DOC: copyedit log loss, hint how multiclass generalizes binary

larsmans · larsmans · commit 5fa2f9cecfb0 · 2014-06-15T16:05:35.000+02:00
Changed notation to use y for true label, p for prediction,
to be more consistent with the rest of the docs.
diff --git a/doc/modules/model_evaluation.rst b/doc/modules/model_evaluation.rst
@@ -681,29 +681,35 @@ as well as some variants of expectation-maximization,
 and can be used to evaluate the probability outputs (``predict_proba``)
 of a classifier, rather than its discrete predictions.
 
-For binary classification with a true label :math:`y_t \in \{0,1\}`
-and a probability estimate :math:`y_p = P(y_t = 1)`,
+For binary classification with a true label :math:`y \in \{0,1\}`
+and a probability estimate :math:`p = \operatorname{Pr}(y = 1)`,
 the log loss per sample is the negative log-likelihood
 of the classifier given the true label:
 
 .. math::
 
-    L_{\log}(y_t, y_p) = -\log P(y_t|y_p) = -(y_t \log y_p + (1 - y_t) \log (1 - y_p))
+    L_{\log}(y, p) = -\log \operatorname{Pr}(y|p) = -(y \log p) + (1 - y) \log (1 - p))
 
 This extends to the multiclass case as follows.
 Let the true labels for a set of samples
-be encoded as a 1-of-K binary indicator matrix :math:`T`,
-i.e. :math:`t_{i,k} = 1` if sample :math:`i` has label :math:`k`
+be encoded as a 1-of-K binary indicator matrix :math:`Y`,
+i.e. :math:`y_{i,k} = 1` if sample :math:`i` has label :math:`k`
 taken from a set of :math:`K` labels.
-Let :math:`Y` be a matrix of probability estimates,
-with :math:`y_{i,k} = P(t_{i,k} = 1)`.
-Then the total log loss of the whole set is
+Let :math:`P` be a matrix of probability estimates,
+with :math:`p_{i,k} = \operatorname{Pr}(t_{i,k} = 1)`.
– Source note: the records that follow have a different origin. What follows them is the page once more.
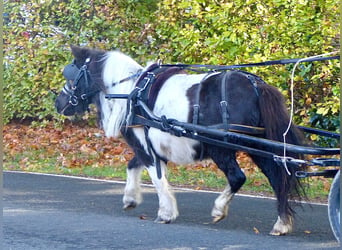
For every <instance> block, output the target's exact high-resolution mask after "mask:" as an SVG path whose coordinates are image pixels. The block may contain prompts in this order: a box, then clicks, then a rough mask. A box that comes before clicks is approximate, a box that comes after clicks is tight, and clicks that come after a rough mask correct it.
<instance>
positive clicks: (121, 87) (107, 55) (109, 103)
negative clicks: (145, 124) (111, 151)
mask: <svg viewBox="0 0 342 250" xmlns="http://www.w3.org/2000/svg"><path fill="white" fill-rule="evenodd" d="M104 60H105V63H104V68H103V72H102V77H103V82H104V85H105V87H106V89H107V91H106V93H101V94H100V102H101V108H102V126H103V129H104V131H105V134H106V136H107V137H117V136H118V135H119V133H120V128H121V126H122V124H123V123H124V121H125V118H126V111H127V100H125V99H106V98H105V94H129V93H131V91H132V90H133V88H134V80H127V81H124V82H122V83H119V81H120V80H122V79H125V78H127V77H129V76H131V75H133V74H135V73H137V72H138V71H139V70H141V69H142V67H141V66H140V65H139V64H138V63H137V62H135V61H134V60H133V59H132V58H130V57H129V56H126V55H125V54H122V53H121V52H119V51H111V52H107V53H106V54H105V57H104Z"/></svg>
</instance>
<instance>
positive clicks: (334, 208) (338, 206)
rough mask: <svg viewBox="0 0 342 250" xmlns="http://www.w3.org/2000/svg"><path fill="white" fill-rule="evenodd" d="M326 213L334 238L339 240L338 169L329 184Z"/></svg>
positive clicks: (339, 183) (339, 201) (340, 228)
mask: <svg viewBox="0 0 342 250" xmlns="http://www.w3.org/2000/svg"><path fill="white" fill-rule="evenodd" d="M328 215H329V222H330V226H331V229H332V231H333V233H334V235H335V238H336V239H337V240H338V242H340V237H341V227H340V226H341V222H340V218H341V217H340V170H339V171H338V172H337V174H336V175H335V178H334V180H333V182H332V184H331V188H330V192H329V198H328Z"/></svg>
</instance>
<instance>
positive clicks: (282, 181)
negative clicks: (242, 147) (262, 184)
mask: <svg viewBox="0 0 342 250" xmlns="http://www.w3.org/2000/svg"><path fill="white" fill-rule="evenodd" d="M252 159H253V161H254V162H255V164H257V165H258V166H259V168H260V169H261V170H262V172H263V173H264V174H265V175H266V177H267V178H268V180H269V182H270V184H271V186H272V188H273V190H274V193H275V195H276V197H277V202H278V218H277V221H276V222H275V224H274V226H273V228H272V230H271V232H270V234H271V235H285V234H288V233H291V232H292V228H293V211H292V209H291V207H290V205H289V201H288V199H289V196H290V191H291V189H292V188H293V187H294V185H295V181H296V180H295V179H293V178H295V177H294V173H293V174H291V175H288V174H287V172H286V170H285V168H284V167H282V166H280V165H278V164H277V163H275V162H274V161H273V160H269V159H265V158H262V157H257V156H252ZM289 167H290V166H289Z"/></svg>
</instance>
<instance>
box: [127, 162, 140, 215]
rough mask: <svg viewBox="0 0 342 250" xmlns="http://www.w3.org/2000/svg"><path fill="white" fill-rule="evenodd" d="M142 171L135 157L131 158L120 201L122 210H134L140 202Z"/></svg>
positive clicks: (128, 163)
mask: <svg viewBox="0 0 342 250" xmlns="http://www.w3.org/2000/svg"><path fill="white" fill-rule="evenodd" d="M143 169H144V166H143V165H142V164H141V163H140V161H139V159H138V158H137V157H133V159H132V160H131V161H130V162H129V163H128V167H127V181H126V186H125V191H124V196H123V199H122V201H123V204H124V206H123V209H124V210H129V209H132V208H135V207H136V206H137V205H139V204H140V203H141V202H142V195H141V188H140V180H141V172H142V170H143Z"/></svg>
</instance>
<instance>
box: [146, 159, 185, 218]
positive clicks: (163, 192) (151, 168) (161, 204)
mask: <svg viewBox="0 0 342 250" xmlns="http://www.w3.org/2000/svg"><path fill="white" fill-rule="evenodd" d="M160 165H161V170H162V176H161V178H160V179H159V178H158V176H157V171H156V167H153V166H150V167H149V168H147V170H148V173H149V175H150V177H151V180H152V182H153V184H154V186H155V188H156V190H157V193H158V198H159V210H158V217H157V219H156V220H155V222H158V223H165V224H168V223H171V222H172V221H174V220H175V219H176V218H177V216H178V208H177V202H176V199H175V197H174V195H173V193H172V192H171V190H170V188H169V183H168V181H167V179H166V177H165V171H166V166H165V163H164V162H162V161H161V162H160Z"/></svg>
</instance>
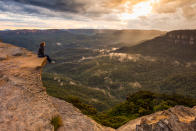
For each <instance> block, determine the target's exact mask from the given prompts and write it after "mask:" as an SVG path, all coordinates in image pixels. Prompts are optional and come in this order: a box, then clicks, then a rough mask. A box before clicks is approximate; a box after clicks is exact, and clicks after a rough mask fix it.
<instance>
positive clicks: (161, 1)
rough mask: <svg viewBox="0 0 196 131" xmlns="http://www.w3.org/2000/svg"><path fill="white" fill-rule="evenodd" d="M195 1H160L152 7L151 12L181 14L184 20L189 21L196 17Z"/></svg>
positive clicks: (168, 0)
mask: <svg viewBox="0 0 196 131" xmlns="http://www.w3.org/2000/svg"><path fill="white" fill-rule="evenodd" d="M195 7H196V0H160V1H159V2H158V3H155V4H154V5H153V11H154V12H156V13H160V14H163V13H164V14H165V13H175V12H177V11H178V10H181V11H182V12H183V15H184V17H185V18H188V19H191V18H193V17H195V16H196V10H195Z"/></svg>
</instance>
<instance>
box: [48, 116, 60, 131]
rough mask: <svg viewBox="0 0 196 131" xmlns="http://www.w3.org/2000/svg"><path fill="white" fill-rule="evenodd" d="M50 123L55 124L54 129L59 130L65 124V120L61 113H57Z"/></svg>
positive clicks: (50, 121) (54, 130) (53, 117)
mask: <svg viewBox="0 0 196 131" xmlns="http://www.w3.org/2000/svg"><path fill="white" fill-rule="evenodd" d="M50 124H52V125H53V126H54V131H57V130H58V129H59V127H61V126H62V125H63V121H62V119H61V117H60V116H59V115H56V116H53V117H52V119H51V121H50Z"/></svg>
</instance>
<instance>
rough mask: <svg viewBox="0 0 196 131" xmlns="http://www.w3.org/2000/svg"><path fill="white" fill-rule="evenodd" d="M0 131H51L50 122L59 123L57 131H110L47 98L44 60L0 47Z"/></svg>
mask: <svg viewBox="0 0 196 131" xmlns="http://www.w3.org/2000/svg"><path fill="white" fill-rule="evenodd" d="M0 53H1V55H0V56H1V57H0V58H1V60H0V131H53V130H54V129H53V126H52V125H51V124H50V120H51V118H52V117H53V116H55V115H57V114H58V115H59V114H60V116H61V117H62V119H63V126H62V127H61V129H59V130H60V131H87V130H88V131H102V130H104V131H110V130H111V131H112V130H113V129H111V128H106V127H103V126H101V125H99V124H97V123H96V122H94V121H93V120H92V119H90V118H89V117H87V116H85V115H83V114H82V113H81V112H80V111H79V110H78V109H76V108H75V107H73V106H72V105H71V104H69V103H67V102H64V101H62V100H58V99H56V98H52V97H49V96H48V95H47V93H46V91H45V88H44V87H43V85H42V81H41V70H42V67H43V65H44V64H45V63H46V59H45V58H38V57H37V56H36V55H35V54H33V53H31V52H29V51H27V50H25V49H23V48H19V47H15V46H12V45H9V44H5V43H0Z"/></svg>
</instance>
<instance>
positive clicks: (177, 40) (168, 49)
mask: <svg viewBox="0 0 196 131" xmlns="http://www.w3.org/2000/svg"><path fill="white" fill-rule="evenodd" d="M195 50H196V30H177V31H171V32H168V33H167V34H165V35H164V36H159V37H156V38H154V39H152V40H148V41H145V42H143V43H141V44H139V45H136V46H134V47H123V48H121V49H119V50H117V52H122V53H136V54H142V55H147V56H155V57H162V58H164V57H170V58H174V59H176V60H181V61H195V60H196V51H195Z"/></svg>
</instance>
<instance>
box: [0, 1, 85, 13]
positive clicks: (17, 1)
mask: <svg viewBox="0 0 196 131" xmlns="http://www.w3.org/2000/svg"><path fill="white" fill-rule="evenodd" d="M3 1H4V2H15V3H19V4H21V5H22V4H23V5H33V6H38V7H42V8H47V9H50V10H54V11H61V12H70V13H83V12H85V10H86V7H87V3H84V2H80V1H78V0H3ZM27 11H29V10H27ZM32 11H34V10H32Z"/></svg>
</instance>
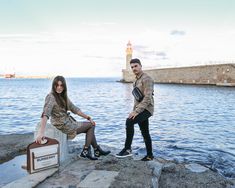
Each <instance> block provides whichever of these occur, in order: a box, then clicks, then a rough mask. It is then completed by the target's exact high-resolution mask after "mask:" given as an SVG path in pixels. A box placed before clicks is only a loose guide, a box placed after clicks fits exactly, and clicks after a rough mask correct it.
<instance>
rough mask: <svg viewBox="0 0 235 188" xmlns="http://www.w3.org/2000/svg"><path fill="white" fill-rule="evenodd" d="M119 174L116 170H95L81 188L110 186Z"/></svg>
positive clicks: (81, 186)
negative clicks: (117, 175) (112, 182)
mask: <svg viewBox="0 0 235 188" xmlns="http://www.w3.org/2000/svg"><path fill="white" fill-rule="evenodd" d="M117 175H118V172H115V171H106V170H93V171H92V172H91V173H90V174H89V175H88V176H87V177H86V178H85V179H84V180H83V181H82V182H81V183H80V184H79V186H78V187H79V188H94V187H96V188H106V187H107V188H108V187H109V186H110V184H111V182H112V181H114V178H115V177H116V176H117Z"/></svg>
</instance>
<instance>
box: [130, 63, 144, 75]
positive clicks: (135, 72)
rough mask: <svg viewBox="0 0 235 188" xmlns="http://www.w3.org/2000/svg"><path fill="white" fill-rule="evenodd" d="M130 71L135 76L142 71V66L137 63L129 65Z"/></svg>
mask: <svg viewBox="0 0 235 188" xmlns="http://www.w3.org/2000/svg"><path fill="white" fill-rule="evenodd" d="M131 69H132V71H133V73H134V74H135V75H138V74H139V73H140V72H141V71H142V66H141V65H140V64H139V63H131Z"/></svg>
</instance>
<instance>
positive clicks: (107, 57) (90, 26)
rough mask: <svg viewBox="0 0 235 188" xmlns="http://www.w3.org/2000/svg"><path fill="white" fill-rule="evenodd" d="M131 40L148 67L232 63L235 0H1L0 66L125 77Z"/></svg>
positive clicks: (180, 65) (234, 53)
mask: <svg viewBox="0 0 235 188" xmlns="http://www.w3.org/2000/svg"><path fill="white" fill-rule="evenodd" d="M129 40H130V41H131V43H132V46H133V57H135V58H139V59H140V60H141V62H142V64H143V68H144V69H149V68H159V67H179V66H192V65H201V64H211V63H230V62H232V63H235V53H234V52H235V50H234V49H235V1H233V0H197V1H195V0H177V1H176V0H142V1H141V0H125V1H124V0H118V1H117V0H116V1H115V0H99V1H95V0H86V1H84V0H83V1H82V0H0V74H5V73H9V72H15V73H16V74H18V75H59V74H60V75H64V76H66V77H121V73H122V69H124V68H125V55H126V54H125V49H126V44H127V43H128V41H129Z"/></svg>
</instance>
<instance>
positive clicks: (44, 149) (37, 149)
mask: <svg viewBox="0 0 235 188" xmlns="http://www.w3.org/2000/svg"><path fill="white" fill-rule="evenodd" d="M44 140H45V141H46V142H45V143H43V144H38V143H36V142H33V143H31V144H29V145H28V147H27V170H28V172H29V173H30V174H32V173H35V172H39V171H41V170H46V169H49V168H54V167H58V166H59V165H60V152H59V142H58V141H57V140H56V139H52V138H48V137H45V138H44Z"/></svg>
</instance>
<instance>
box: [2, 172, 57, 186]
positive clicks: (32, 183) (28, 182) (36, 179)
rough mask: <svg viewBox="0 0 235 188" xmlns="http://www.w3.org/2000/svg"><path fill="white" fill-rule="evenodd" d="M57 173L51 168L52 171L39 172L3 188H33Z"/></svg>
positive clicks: (25, 177)
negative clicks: (22, 187) (51, 168)
mask: <svg viewBox="0 0 235 188" xmlns="http://www.w3.org/2000/svg"><path fill="white" fill-rule="evenodd" d="M57 171H58V168H52V169H48V170H44V171H41V172H37V173H35V174H30V175H28V176H26V177H24V178H21V179H19V180H16V181H13V182H11V183H9V184H7V185H5V186H4V187H3V188H19V187H24V188H31V187H35V186H36V185H38V184H39V183H40V182H42V181H44V180H45V179H46V178H47V177H50V176H52V175H53V174H54V173H55V172H57Z"/></svg>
+Then the log loss of the whole set is
 
 .. math::
 
-    L_{\log}(T, Y) = -\log P(T|Y) = - \frac{1}{N} \sum_{i=0}^{N-1} \sum_{k=0}^{K-1} t_{i,k} \log y_{i,k}
+    L_{\log}(Y, P) = -\log \operatorname{Pr}(Y|P) = - \frac{1}{N} \sum_{i=0}^{N-1} \sum_{k=0}^{K-1} y_{i,k} \log p_{i,k}
 
-The function :func:`log_loss` computes either total or mean log loss
+To see how this generalizes the binary log loss given above,
+note that in the binary case,
+:math:`p_{i,0} = 1 - p_{i,1}` and :math:`y_{i,0} = 1 - y_{i,1}`,
+so expanding the inner sum over :math:`y_{i,k} \in \{0,1\}`
+gives the binary log loss.
+
+The function :func:`log_loss` computes log loss
 given a list of ground-truth labels and a probability matrix,
 as returned by an estimator's ``predict_proba`` method.
 
diff --git a/sklearn/metrics/metrics.py b/sklearn/metrics/metrics.py
@@ -1072,7 +1072,7 @@ def log_loss(y_true, y_pred, eps=1e-15, normalize=True):
 
     normalize : bool, optional (default=True)
         If true, return the mean loss per sample.
-        Otherwise, return the total loss.
+        Otherwise, return the sum of the per-sample losses.
 
     Returns
     -------